AMD first onto Direct3D 11
For a while now, AMD’s graphics division has been on very good form and we’ve been agreeably surprised on a number of occasions. First onto the minor revision of Direct3D 10 hardware, first onto GDDR5, first to the 55nm, then 40nm process. You have to say that there have been a series of positive developments one after the other and the arrival of the new Radeon HD 5000 range is the culmination of these.
The release also respects the cycle that has been repeating for some time: NVIDIA first on DirectX 8, AMD (ATI at the time) first on DirectX 9, NVIDIA first on Direct3D 10 – the alternation has been respected.
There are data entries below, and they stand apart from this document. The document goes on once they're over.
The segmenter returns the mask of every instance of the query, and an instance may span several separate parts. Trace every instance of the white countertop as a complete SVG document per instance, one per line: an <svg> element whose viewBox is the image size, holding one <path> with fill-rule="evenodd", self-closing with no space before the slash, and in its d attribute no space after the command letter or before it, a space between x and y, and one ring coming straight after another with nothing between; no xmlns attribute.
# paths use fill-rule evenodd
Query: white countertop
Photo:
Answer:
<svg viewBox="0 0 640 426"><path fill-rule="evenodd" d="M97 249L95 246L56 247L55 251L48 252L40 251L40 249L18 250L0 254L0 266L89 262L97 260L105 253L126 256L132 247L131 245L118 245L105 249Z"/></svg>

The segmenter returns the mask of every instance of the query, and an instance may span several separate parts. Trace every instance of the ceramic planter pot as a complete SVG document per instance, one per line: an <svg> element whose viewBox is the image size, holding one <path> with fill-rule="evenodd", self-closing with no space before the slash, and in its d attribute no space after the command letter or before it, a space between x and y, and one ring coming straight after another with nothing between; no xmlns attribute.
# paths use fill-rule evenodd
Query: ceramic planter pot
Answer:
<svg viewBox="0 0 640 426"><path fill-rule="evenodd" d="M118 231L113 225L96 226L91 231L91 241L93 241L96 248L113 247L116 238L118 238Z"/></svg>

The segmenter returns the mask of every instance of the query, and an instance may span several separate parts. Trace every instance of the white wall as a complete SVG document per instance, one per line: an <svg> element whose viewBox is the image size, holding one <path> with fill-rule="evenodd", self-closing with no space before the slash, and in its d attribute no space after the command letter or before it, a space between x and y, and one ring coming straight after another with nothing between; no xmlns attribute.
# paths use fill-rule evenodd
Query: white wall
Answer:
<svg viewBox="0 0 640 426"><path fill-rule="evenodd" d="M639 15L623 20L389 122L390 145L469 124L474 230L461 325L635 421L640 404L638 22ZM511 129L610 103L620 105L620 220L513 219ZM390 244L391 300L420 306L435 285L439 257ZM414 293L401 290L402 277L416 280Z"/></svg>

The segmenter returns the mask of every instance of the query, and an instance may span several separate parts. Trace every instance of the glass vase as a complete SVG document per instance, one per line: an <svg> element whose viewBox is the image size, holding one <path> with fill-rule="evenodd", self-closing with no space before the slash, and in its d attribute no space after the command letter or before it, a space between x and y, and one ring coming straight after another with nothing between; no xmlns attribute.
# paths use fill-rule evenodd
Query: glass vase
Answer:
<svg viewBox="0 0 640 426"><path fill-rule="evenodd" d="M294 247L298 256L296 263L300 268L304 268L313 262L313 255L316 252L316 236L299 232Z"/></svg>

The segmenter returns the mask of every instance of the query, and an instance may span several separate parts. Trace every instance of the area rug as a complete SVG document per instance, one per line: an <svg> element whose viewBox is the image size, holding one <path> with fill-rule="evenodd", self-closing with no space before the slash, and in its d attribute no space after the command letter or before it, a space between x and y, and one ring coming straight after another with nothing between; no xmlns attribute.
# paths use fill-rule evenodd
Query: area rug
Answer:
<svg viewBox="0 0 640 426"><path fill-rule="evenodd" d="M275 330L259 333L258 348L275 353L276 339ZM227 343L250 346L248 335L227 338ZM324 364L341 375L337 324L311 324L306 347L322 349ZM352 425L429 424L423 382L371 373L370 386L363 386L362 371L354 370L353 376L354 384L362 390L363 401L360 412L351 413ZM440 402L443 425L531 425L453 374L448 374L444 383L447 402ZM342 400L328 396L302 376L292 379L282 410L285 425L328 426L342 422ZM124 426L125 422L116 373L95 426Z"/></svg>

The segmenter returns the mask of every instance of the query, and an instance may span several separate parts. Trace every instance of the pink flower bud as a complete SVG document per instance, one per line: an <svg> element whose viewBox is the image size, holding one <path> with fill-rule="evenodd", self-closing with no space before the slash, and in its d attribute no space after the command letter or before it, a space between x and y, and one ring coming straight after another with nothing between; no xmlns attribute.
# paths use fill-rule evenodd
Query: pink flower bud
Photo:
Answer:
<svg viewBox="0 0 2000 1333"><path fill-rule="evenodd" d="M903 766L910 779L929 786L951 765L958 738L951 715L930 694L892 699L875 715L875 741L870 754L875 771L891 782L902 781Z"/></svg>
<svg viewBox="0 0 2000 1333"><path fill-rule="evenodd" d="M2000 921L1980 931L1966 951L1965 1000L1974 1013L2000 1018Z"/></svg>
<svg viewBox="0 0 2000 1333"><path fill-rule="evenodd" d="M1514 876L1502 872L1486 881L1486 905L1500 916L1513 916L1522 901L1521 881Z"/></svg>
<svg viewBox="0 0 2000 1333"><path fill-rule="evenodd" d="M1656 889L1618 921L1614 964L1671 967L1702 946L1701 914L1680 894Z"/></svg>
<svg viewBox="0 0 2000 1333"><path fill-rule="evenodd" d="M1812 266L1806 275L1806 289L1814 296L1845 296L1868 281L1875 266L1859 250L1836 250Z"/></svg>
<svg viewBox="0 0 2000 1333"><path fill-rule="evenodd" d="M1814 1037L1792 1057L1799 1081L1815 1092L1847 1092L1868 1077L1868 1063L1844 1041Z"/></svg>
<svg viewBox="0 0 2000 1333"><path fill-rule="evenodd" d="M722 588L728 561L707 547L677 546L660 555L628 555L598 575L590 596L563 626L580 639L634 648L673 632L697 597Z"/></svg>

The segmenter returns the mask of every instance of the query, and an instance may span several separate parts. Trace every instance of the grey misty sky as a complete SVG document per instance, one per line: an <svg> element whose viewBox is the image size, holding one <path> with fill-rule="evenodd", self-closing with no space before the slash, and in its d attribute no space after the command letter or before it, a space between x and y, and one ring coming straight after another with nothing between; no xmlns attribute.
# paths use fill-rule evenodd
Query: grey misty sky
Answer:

To be first onto a major new revision of the most used graphics API is an important strategic advantage as this means you become the platform of preference for developers.
AMD is launching two variants of Cypress, the Radeon HD 5870 and the Radeon HD 5850, and doesn’t intend to stop there but will follow up with the rest of the range. Hemlock bi-GPU derivatives and mid-range (Juniper) are expected for the end of the month of October or November. At the beginning of 2010, two other cores will make their appearance and flood the entry-level: Redwood and Cedar.
While AMD wants to reassure us on the execution of this roadmap, a lot depends on TSMC and the progress it makes with its 40 nm production lines. Production has been suffering from numerous problems and stopped AMD from mass producing the Radeon HD 4770 GPU, the RV740. In principle these problems should be sorted out, but we’ll have to wait a few weeks to be sure.